Les mots (bis) humiliés, sans bouche vivront !

 

 

Toujours

 

L’homme jeune demande qui il est.
Nul ne peut répondre. Il cherche le plus loin
possible, chez l’autre, au bout du sexe, là
où il n’y a pas d’issue, il veut rejoindre,
désir originel, sa conception,
la mère première où il s’abîmera.
Il sait qu’il est un humain, la sphinge un monstre,
la Reine ce pouvoir, relais à étreindre,
quitte à tout perdre et soi-même enfin trouvé. 
Enfant trouvé, enfin perdu, libre enfin :
voir à l’intérieur, que les mots démontent.
Au bout est la Reine, la rien, la réponse...
Un jour il est vieux, plus aveugle qu’avant,
et ne sait comment le temps l’a berné.

 

 

 

La nuit longue

 

La nuit a été longue.
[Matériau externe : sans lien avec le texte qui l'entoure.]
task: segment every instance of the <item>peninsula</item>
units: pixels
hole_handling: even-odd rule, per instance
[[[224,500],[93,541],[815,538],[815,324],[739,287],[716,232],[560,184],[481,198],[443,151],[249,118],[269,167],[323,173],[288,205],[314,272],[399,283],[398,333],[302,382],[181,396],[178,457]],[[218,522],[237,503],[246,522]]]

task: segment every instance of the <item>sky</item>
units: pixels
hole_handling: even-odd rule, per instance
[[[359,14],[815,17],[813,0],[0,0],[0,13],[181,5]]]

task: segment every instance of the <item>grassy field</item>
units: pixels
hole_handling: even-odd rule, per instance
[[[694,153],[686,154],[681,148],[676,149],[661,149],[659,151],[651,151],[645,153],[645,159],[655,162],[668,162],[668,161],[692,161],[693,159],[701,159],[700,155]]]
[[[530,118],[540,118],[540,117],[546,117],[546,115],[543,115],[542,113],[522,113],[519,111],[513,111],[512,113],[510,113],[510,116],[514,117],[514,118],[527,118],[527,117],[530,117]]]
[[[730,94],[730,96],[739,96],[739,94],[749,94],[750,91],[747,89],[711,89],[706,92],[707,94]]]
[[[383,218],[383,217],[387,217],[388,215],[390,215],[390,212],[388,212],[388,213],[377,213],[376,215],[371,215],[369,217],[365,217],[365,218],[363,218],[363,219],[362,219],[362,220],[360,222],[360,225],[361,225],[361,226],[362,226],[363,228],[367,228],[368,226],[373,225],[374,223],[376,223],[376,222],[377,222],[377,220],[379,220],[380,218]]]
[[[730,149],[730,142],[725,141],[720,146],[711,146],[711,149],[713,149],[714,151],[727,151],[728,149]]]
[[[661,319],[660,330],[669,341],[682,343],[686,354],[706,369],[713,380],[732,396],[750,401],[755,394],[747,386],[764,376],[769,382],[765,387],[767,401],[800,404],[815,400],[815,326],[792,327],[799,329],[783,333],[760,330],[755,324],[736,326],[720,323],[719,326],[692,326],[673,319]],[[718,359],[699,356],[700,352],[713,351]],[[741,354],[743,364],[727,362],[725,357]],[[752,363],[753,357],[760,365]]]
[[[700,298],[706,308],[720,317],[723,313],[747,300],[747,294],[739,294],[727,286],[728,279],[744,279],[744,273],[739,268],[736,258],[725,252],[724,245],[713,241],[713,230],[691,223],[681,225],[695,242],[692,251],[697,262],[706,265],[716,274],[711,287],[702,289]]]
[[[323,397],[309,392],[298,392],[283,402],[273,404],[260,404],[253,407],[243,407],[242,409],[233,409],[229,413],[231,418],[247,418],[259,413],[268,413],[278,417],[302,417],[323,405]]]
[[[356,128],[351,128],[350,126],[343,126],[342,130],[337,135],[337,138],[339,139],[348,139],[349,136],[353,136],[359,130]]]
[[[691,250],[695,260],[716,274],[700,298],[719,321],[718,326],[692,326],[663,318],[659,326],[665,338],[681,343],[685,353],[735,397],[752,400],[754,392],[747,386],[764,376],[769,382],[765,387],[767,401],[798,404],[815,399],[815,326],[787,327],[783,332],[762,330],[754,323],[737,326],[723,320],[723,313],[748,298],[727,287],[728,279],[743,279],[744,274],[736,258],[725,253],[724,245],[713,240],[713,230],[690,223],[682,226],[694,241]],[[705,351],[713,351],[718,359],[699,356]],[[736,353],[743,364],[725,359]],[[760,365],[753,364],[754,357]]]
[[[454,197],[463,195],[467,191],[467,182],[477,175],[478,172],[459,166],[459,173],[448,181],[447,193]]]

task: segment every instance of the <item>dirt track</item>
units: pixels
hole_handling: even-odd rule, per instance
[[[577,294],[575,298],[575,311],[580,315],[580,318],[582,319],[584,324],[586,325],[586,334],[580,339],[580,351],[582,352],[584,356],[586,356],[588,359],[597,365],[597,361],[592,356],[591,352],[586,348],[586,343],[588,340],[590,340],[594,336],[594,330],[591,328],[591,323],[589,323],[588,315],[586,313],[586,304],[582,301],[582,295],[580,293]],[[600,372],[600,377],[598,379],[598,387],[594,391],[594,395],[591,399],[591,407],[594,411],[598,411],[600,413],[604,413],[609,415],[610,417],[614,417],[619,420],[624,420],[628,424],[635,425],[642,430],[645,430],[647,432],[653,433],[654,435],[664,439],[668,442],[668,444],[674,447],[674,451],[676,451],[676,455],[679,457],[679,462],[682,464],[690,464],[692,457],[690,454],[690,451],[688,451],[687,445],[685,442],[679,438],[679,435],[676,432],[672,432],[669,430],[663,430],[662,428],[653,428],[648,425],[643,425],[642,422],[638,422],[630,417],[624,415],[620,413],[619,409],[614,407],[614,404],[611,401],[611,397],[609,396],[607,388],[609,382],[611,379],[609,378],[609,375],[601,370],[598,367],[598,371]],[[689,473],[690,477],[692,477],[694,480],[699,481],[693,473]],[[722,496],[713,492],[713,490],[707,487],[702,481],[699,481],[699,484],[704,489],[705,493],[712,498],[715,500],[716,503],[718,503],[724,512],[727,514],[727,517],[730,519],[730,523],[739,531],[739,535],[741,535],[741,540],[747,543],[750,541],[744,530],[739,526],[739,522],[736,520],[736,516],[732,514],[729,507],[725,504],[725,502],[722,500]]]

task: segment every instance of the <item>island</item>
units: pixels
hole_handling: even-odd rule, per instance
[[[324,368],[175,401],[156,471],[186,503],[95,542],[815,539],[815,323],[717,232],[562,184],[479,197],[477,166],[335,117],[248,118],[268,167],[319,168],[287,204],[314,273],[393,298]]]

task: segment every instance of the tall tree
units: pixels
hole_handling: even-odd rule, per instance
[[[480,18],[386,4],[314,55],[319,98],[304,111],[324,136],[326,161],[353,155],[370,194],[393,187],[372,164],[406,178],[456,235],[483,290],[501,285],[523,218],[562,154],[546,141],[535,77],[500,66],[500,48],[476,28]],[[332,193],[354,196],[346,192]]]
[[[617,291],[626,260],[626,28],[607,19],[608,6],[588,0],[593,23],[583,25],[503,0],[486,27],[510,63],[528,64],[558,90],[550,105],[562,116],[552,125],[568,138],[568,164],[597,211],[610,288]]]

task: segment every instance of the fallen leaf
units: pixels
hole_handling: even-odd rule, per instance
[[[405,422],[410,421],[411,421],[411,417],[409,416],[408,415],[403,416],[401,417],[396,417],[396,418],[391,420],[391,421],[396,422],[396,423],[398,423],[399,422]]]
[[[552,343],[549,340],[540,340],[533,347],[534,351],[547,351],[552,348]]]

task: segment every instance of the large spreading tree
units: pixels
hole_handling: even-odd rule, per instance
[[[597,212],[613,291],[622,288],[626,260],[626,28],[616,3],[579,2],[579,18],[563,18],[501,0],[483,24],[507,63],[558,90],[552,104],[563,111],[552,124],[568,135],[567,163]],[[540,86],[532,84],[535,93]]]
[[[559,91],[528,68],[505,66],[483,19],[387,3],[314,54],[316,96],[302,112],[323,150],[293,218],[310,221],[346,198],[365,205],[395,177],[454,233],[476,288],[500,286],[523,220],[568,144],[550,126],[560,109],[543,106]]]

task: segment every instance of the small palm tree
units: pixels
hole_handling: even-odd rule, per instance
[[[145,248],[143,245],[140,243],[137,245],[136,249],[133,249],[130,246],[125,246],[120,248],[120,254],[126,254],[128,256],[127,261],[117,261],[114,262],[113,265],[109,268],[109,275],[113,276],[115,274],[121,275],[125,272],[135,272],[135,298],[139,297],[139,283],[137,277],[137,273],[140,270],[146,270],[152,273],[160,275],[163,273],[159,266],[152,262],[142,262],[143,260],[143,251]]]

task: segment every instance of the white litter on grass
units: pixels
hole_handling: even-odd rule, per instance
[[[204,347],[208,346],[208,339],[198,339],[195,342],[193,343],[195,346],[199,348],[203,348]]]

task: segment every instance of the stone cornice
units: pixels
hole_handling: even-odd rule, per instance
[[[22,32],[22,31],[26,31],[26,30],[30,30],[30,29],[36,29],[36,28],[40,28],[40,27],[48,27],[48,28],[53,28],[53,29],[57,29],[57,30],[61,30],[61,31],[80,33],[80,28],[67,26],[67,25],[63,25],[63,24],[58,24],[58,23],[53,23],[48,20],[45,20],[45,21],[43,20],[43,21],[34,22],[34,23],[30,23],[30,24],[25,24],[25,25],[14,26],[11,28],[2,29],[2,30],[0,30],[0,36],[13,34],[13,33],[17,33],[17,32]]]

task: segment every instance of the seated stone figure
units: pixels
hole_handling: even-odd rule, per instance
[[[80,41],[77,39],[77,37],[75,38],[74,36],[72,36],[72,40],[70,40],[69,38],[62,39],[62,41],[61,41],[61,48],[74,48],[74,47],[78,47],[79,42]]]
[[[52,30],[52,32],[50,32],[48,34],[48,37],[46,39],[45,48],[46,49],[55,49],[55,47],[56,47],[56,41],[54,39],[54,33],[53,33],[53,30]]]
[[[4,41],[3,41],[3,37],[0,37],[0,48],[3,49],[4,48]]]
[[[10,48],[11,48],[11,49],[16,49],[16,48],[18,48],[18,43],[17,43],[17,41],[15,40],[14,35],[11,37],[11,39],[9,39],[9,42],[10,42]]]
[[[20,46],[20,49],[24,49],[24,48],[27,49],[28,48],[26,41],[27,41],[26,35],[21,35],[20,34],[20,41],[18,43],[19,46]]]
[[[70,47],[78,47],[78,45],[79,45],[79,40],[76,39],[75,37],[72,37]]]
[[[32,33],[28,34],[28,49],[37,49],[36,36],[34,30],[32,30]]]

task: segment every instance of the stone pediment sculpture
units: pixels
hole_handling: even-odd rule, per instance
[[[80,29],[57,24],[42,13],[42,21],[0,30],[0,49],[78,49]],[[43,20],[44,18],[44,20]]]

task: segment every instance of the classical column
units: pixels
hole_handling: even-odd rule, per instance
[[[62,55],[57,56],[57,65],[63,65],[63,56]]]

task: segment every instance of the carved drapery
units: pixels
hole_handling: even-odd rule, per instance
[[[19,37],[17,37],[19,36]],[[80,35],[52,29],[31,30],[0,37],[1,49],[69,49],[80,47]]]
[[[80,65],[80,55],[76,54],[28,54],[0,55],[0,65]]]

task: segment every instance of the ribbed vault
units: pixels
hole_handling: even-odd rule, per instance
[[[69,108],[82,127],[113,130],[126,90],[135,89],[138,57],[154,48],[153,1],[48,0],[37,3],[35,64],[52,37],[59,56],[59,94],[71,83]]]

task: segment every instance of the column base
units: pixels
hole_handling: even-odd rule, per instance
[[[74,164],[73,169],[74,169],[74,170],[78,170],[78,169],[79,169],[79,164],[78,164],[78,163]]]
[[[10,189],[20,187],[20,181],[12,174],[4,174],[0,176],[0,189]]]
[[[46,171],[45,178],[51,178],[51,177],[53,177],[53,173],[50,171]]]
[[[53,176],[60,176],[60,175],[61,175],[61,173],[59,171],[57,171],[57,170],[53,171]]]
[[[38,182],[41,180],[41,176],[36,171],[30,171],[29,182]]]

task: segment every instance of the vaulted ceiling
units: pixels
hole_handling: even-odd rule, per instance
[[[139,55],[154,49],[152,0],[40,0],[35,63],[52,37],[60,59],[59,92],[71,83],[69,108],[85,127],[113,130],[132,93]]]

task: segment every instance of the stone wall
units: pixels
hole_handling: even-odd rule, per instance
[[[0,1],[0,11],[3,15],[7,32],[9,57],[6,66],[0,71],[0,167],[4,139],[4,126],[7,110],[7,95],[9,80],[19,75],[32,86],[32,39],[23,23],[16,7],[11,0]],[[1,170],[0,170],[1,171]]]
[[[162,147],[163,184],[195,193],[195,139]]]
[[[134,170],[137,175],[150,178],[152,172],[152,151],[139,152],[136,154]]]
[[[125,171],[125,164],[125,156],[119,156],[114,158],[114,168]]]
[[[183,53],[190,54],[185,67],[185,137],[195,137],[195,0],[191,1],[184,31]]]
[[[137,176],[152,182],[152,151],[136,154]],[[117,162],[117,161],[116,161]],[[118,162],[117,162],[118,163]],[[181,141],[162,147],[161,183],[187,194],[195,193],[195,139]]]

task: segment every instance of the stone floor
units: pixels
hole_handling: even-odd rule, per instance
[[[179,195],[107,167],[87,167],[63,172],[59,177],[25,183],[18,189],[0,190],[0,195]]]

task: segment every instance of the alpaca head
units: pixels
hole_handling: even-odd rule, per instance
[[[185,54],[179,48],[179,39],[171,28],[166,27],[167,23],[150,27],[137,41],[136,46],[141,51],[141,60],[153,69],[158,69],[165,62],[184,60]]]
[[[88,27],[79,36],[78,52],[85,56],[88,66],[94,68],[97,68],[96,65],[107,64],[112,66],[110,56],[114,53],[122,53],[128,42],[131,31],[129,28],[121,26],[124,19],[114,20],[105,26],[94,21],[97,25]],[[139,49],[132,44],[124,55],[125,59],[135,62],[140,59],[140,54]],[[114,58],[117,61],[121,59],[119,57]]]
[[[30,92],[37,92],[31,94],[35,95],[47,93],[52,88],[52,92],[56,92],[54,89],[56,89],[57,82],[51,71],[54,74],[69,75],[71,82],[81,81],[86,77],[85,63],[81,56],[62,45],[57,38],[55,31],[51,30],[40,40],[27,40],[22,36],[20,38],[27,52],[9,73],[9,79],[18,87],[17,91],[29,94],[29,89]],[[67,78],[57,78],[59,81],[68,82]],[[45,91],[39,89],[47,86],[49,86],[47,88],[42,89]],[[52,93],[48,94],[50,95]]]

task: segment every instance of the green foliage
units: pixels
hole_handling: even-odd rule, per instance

Au jour nous voilà,
essayant de ne pas pleurer sur nous-mêmes.
Une fleur, une flamme éclatante, un simple
cri jaune feu, vacillante vie surprise
par l’aube : hibiscus du 14 novembre.
La nature nous console indifférente ?
Les humains se serrent autour comme avant.
L’eau coule lustrale maternelle (ma’ !)
sur le corps vieilli, couturé çà (et las),
mais vivant – vivant – et si reconnaissant
par son simple cri, la peau, son goût de cendre.
Tout est un ‘bis’ pour ce jour de plus, commun.
(Ne te retourne pas, n’essaie pas d’entendre
le souffle profond d’Hadès, le noir suspens.)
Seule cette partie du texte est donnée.